Jasper County Democrat, Volume 15, Number 49, Rensselaer, Jasper County, 21 September 1912 — POULTRY [ARTICLE+ILLUSTRATION]
POULTRY
FAVOR INDIAN RUNNER DUCKS Hardest of All Domestic Fowls and Do Equally as Well Confined as on Free Range. Indian Runner ducks are the hardiest of all domestic fowls. As they do equally well In confinement or on free range, they may be profitably kept by persons in town or city as well as by farmers. They do not require pond or running water —Just water to drink in, something deep enough so the whole head can be immersed, says the Interstate Poultryman. They may be kept more cheaply on free range, as they will find many things of little or no value, Buch as bugs, worms, grasshoppers, grass, etc. These they convert into large white eggs, which if not sold for hatching will command several cents above the market price of hen eggs and. at Easter will bring twice as much. They do not differ in flavor from hen eggs, but are superior for all kinds of cooking. As a table fowl the Indian Runner duck Is excellent. The meat Is tender, Juicy and finegrained. Thus far the demand for breeding stock and eggs for hatching has been so great that the duck has not been raised to a great extent as market stock; but wherever it has become known as a table fowl It Is wanted.

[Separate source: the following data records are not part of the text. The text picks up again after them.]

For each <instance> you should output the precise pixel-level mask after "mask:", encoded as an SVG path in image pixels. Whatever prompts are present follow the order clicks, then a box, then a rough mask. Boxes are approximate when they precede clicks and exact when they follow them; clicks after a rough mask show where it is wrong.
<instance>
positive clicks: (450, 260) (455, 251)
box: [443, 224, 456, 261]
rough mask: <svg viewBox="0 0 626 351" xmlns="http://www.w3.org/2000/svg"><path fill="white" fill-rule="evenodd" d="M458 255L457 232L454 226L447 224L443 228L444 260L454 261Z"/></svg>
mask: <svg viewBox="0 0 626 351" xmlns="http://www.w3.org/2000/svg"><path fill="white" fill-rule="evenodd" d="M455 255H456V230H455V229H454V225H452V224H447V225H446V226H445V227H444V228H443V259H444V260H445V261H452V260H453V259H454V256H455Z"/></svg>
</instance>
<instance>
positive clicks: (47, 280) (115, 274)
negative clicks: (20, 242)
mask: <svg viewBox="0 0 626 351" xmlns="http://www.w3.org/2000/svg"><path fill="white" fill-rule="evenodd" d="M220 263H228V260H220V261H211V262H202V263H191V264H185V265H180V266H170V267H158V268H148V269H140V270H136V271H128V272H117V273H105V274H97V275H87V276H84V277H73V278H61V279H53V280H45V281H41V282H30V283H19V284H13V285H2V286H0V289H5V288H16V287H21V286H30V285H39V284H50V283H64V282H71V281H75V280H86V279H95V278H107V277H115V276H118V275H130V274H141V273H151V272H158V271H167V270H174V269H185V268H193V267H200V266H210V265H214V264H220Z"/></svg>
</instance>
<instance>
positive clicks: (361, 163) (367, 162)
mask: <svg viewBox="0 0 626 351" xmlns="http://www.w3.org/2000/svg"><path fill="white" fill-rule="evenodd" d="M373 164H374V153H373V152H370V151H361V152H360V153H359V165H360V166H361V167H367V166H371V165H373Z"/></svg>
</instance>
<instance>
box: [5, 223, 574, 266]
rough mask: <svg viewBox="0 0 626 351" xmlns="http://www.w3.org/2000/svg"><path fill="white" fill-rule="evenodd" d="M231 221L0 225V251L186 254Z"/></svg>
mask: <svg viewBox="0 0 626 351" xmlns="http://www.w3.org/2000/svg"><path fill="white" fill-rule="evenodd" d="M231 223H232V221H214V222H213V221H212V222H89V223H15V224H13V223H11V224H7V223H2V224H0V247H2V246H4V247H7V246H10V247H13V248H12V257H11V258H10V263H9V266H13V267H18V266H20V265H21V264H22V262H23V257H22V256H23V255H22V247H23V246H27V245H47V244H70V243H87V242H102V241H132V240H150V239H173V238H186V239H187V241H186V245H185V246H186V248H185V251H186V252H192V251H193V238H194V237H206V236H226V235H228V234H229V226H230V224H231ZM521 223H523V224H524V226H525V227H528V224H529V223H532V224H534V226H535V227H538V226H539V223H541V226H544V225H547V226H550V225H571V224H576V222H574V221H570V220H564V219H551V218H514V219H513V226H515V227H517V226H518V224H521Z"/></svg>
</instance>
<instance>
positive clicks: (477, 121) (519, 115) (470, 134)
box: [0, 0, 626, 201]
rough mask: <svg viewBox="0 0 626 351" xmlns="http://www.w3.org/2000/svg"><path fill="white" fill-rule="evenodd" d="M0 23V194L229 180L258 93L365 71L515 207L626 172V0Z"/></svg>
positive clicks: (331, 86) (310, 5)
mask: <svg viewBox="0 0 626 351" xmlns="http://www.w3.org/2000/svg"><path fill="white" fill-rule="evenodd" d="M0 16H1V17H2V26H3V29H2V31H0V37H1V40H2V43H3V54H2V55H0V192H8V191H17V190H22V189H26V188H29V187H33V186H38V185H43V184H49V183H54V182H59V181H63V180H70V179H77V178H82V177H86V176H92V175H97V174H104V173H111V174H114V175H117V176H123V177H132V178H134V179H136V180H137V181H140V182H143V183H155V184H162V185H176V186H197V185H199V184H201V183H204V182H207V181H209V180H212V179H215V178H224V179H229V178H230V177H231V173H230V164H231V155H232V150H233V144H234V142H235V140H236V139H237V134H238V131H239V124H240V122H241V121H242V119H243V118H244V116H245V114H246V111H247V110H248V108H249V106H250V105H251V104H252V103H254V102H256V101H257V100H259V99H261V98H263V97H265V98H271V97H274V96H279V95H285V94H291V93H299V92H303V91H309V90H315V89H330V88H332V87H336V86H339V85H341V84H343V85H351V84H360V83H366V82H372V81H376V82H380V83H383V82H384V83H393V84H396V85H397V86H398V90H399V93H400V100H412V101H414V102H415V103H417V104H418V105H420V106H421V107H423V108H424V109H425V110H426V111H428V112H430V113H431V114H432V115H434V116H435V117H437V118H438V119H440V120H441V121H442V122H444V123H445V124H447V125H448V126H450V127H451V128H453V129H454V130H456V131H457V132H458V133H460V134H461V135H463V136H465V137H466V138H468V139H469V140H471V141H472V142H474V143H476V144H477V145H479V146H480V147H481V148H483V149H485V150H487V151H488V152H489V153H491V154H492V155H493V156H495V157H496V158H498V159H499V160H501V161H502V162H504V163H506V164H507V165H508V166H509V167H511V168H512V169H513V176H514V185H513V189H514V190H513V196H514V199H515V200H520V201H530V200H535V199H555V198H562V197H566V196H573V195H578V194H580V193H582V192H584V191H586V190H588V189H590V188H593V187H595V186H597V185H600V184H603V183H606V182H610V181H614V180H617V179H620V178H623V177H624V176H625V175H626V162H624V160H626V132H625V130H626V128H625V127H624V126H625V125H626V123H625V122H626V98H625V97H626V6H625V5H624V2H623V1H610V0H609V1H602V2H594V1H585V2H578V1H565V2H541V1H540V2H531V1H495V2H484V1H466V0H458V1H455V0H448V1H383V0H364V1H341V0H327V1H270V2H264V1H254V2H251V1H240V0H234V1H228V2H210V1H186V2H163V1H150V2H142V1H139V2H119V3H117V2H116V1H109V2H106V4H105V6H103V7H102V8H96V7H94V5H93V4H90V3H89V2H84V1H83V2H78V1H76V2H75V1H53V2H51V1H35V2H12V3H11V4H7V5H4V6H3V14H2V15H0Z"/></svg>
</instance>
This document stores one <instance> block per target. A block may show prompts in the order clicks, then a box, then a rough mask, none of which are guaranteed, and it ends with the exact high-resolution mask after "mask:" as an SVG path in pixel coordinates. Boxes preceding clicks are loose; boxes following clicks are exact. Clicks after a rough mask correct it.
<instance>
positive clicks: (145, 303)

As egg-producers the Indian Runner females are too valuable to sell on the market until from three to nine years old. A flock from a good-lay-ing strain will average from 240 to 250 eggs per layer per year, if properly managed. I find by actual test that the feed that will keep a Plymouth Rock hen in good shape will keep a Runner duck plump, so I think it safe to say that they can be kept as cheaply as any of the large breeds of hens in winter and cheaper in summer if on free range, as they will forage farther into the fields. We like them much better than hens, as they do not destroy crops, neither are they so much of a nuisance around -the buildings as hens. The ducklings of this breed can be raised to a marketable size cheaper and more quickly than those of any other breed. As the ducks never set, the ducklings be hatched by incubators or hens. Hens give the best results, often hatching every egg given them. The eggs are very fertile and may, if deqired, be hatched any month In the year. Ducklings hatched in June or July often lay all winter, while, if hatched in March, they will lay in time to hatch ducklings from them by the Ist of October.